There will come a time, and hopefully not too far into the future, where he needs to show what impact he’s making, but seemingly with the backing of Elliott, there will only be one winner in this touted internal war as Gazidis looks set to get his way.

It will be a huge disappointment to see Boban and Maldini leave if they are replaced, and we will certainly lose something significant if they go.

A revolution that’s ultimately needed at Milan?

It would be remiss of me not to consider the other side of the argument, and having also called for a complete overhaul within the club not so long ago, it’s something that arguably needs attention.

From our last Serie A title in 2011 and finishing second in 2012 before losing countless key figures in that squad, Milan have been lingering in mid-table mediocrity and falling short of even qualifying for the Champions League for too long.

Since the 2013/14 campaign, we’ve finished 8th, 10th, 7th, 6th, 6th, 5th and now we’re still looking up at a significant gap to the top four this year too.

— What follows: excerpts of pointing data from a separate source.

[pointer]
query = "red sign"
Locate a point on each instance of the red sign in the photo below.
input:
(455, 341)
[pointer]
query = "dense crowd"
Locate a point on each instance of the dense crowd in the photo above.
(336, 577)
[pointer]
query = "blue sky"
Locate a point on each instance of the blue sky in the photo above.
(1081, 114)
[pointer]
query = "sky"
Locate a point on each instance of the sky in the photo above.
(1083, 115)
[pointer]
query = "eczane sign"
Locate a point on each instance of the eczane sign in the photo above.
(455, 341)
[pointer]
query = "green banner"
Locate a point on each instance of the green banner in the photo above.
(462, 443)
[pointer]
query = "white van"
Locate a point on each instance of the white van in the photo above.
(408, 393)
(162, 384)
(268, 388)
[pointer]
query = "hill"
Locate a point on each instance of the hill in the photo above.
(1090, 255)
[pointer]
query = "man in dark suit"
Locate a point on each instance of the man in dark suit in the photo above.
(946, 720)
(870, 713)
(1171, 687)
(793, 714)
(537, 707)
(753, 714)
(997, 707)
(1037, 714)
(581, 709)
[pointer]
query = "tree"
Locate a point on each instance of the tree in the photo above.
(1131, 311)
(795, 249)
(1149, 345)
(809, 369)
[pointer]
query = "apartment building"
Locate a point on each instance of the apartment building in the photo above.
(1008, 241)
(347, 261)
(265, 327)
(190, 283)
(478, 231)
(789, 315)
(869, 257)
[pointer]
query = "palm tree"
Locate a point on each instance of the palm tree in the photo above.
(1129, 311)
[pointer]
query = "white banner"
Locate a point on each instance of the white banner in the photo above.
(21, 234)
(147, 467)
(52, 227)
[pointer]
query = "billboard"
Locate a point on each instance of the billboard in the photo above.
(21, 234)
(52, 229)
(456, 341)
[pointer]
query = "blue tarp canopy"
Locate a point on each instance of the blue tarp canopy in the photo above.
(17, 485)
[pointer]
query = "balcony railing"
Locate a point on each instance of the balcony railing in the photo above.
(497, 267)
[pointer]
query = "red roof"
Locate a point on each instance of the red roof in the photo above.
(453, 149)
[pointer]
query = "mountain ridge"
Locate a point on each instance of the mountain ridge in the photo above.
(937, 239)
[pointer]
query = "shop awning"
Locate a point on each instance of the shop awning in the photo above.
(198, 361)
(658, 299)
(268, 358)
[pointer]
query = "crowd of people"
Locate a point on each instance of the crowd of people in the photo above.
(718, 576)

Since Massimiliano Allegri left in 2014, Clarence Seedorf, Filippo Inzaghi, Sinisa Mihajlovic, Vincenzo Montella, Gennaro Gattuso, Marco Giampaolo and Stefano Pioli have all been drafted in, and yet here we are still stuck in the same position after plenty of transfer activity and various coaching influences.

My point on Milan needing a complete overhaul from top to bottom came at a time when there were suggestions that Pep Guardiola could leave Manchester City at the end of last year, as per the Telegraph.

That wasn’t to suggest that we could attract the Spaniard, but the point was that we needed something similar to Man City where he joined a trusted hierarchy of reputable figures he knew well in a streamlined structure as they worked in sync to mould the culture and atmosphere at the Etihad to build a new cycle of success, (not including their recent FFP troubles).

It’s happened at countless clubs around Europe, and it could be argued that as Milan’s malaise continues with no real sure-fire sign of it ending any time soon, a revolution is needed to change our thinking, culture and attitude on and off the pitch.

Whether or not Rangnick is the right man for the job remains to be seen, assuming he is appointed this summer, while question marks remain over Gazidis and Elliott.

Let’s be clear. Their objective remains improving results on the pitch and the club’s financial strength to make Milan a profitable business to increase the club’s value to sell on for a profit. That has always been the case since they took control from Yonghong Li, as it is simply what their business does.

Time will tell if this touted revolution takes us closer to being in that position or not, but after years of disappointment and falling short, perhaps we will have to accept it and see how it plays out as it could be what is needed at Milan.